Before attacking, need to investigate the dataset and find the points where we can manipulate and fool models and people.

# Information
df.info()

# Print descriptive statistics
df.describe()

# Dimensionality
df.shape

# Data types
df.dtypes

# Correlation of Columns
df.corr

# Histgram
df.hist()

Access Values

# The first 5 rows
df.head()
df.iloc[:5]
df.iloc[:5].values # as NumPy
# The first 10 rows
df.head(10)
df.iloc[:10]
df.iloc[:10].values # as NumPy
# The first 100 rows
df.head(100)
df.iloc[:100]
df.iloc[:100].values # as NumPy

# The last 5 rows
df.tail()
df.iloc[-5:]
df.iloc[-5:].values # as NumPy
# The last 10 rows
df.tail(10)
df.iloc[-10:]
df.iloc[-10:].values # as NumPy
# The last 100 rows
df.tail(100)
df.iloc[-100:]
df.iloc[-100:].values # as NumPy

# The first row
df.iloc[0]
df.iloc[[0]]
# The 1st and the 2nd rows
df.iloc[[0, 1]]
# From the 3rd row to the 8th row
df.iloc[2:8]

# The last row and all columns
df.iloc[-1:, :]

# All rows and first column
df.iloc[:, 0]

# Exclude the last row and all columns
df.iloc[:-1, :]
# Exclude the last column and all rows
df.iloc[:, :-1]

# Rows where 'Sex' is 'male'
df.loc[df['Sex'] == 'male']
# Rows where 'Age' is 18 or more
df.loc[df['Age'] >= 18]
# Rows where 'Name' contains 'Emily'
df.loc[df['Name'].str.contains('Emily')]
# Rows where 'Hobby' is 'Swimming' AND 'Age' is over 25
df.loc[df['Hobby'] == 'Swimming' & (df['Age'] > 25)]
# Rows where 'Hobby' is 'Swimming' AND 'Age' is over 25 AND 'Age' is NOT 30
df.loc[df['Hobby'] == 'Swimming' & (df['Age'] > 25) & ~(df['Age'] == 30)]

# Count for each column or row
df.count()
# Count occurrences grouped by specific column
df.groupby(['ColumnName']).size()
df['ColumnName'].value_counts()

Attacks

After analyzing data, we're ready to attack this.

Value Overriding

Override the values to abnormal or unexpected values.

# Set 'Adult' to 0 for rows where 'Age' is 18 or higher
df.loc[df['Age'] >= 18, 'Adult'] = 0
# Set 'Adult' to 1 for rows where 'Age' is lower than 18
df.loc[df['Age'] < 18, 'Adult'] = 1

# Set 'Score' to -1 for all rows
df.iloc[:, 'Score'] = -1
# Set 'Score' to 100 for the last 10 rows
df.loc[df.index[-2:], 'Score'] = 100

# Set John's score to 0 (...attacker may have a grudge against John)
df.iloc[df['Name'] == 'John', 'Score'] = 0

# Replace unexpected values
df["Gender"] = df["Gender"].replace("male", 0)
df["Gender"] = df["Gender"].replace("female", -77)

Filling Missing (NaN) Values with Inappropriate Methods

Typically, NaN values are filled with the mean of the values.

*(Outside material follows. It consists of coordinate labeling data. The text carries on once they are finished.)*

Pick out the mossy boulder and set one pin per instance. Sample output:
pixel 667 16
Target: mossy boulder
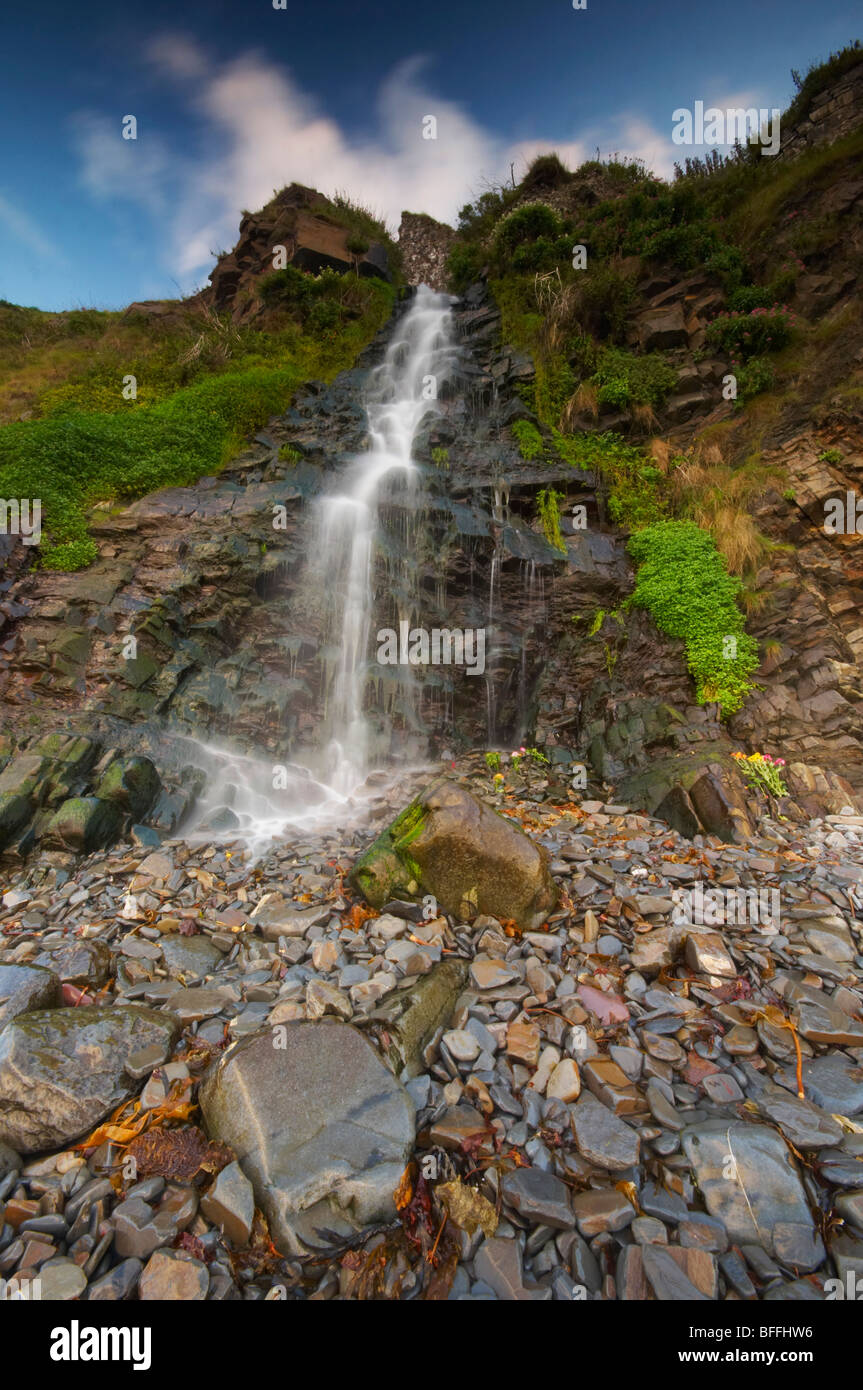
pixel 63 1070
pixel 15 811
pixel 462 852
pixel 132 784
pixel 82 824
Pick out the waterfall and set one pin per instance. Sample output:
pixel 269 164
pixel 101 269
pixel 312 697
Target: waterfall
pixel 356 571
pixel 400 394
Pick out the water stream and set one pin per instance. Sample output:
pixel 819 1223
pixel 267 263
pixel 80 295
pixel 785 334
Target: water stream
pixel 253 799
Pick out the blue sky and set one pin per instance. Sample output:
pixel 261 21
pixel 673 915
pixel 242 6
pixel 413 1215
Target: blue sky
pixel 235 99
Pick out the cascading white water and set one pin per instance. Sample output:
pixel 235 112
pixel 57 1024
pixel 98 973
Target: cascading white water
pixel 246 797
pixel 400 394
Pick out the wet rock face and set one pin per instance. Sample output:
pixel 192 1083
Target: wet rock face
pixel 61 1070
pixel 318 1125
pixel 24 988
pixel 749 1183
pixel 311 243
pixel 424 245
pixel 462 852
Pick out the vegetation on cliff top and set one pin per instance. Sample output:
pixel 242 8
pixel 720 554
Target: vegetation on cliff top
pixel 573 313
pixel 203 385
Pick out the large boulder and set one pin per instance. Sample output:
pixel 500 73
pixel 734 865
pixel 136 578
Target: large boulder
pixel 132 784
pixel 462 852
pixel 25 988
pixel 15 809
pixel 82 824
pixel 61 1070
pixel 318 1125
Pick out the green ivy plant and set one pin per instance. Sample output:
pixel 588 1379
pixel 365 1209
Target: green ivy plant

However in attack perspective, other methods can be used e.g. max() or min().

# Fill with the maximum score
df["Income"] = df["Income"].fillna(df["Income"].max())
# Fill with the minimum score
df["Income"] = df["Income"].fillna(df["Income"].min())

Another Dataset Integration

Integrating another dataset values, it may fool ML models with fake values.
For example, the following fake_scores.csv contains fake scores for each person. This changes all original scores to fake scores by creating a new DataFrame which is integrated this fake dataset.

fake_scores_df = pd.read_csv('fake_scores.csv')
new_df = pd.DataFrame({ 'Name': df['Name'].values, 'Score': fake_scores_df['Score'].values })

Required Columns Removing

Remove columns which are required to train model. This is blatant and may be not useful, but write it down just in case.

# axis=1: columns
df.drop(["Age", "Score"], axis=1)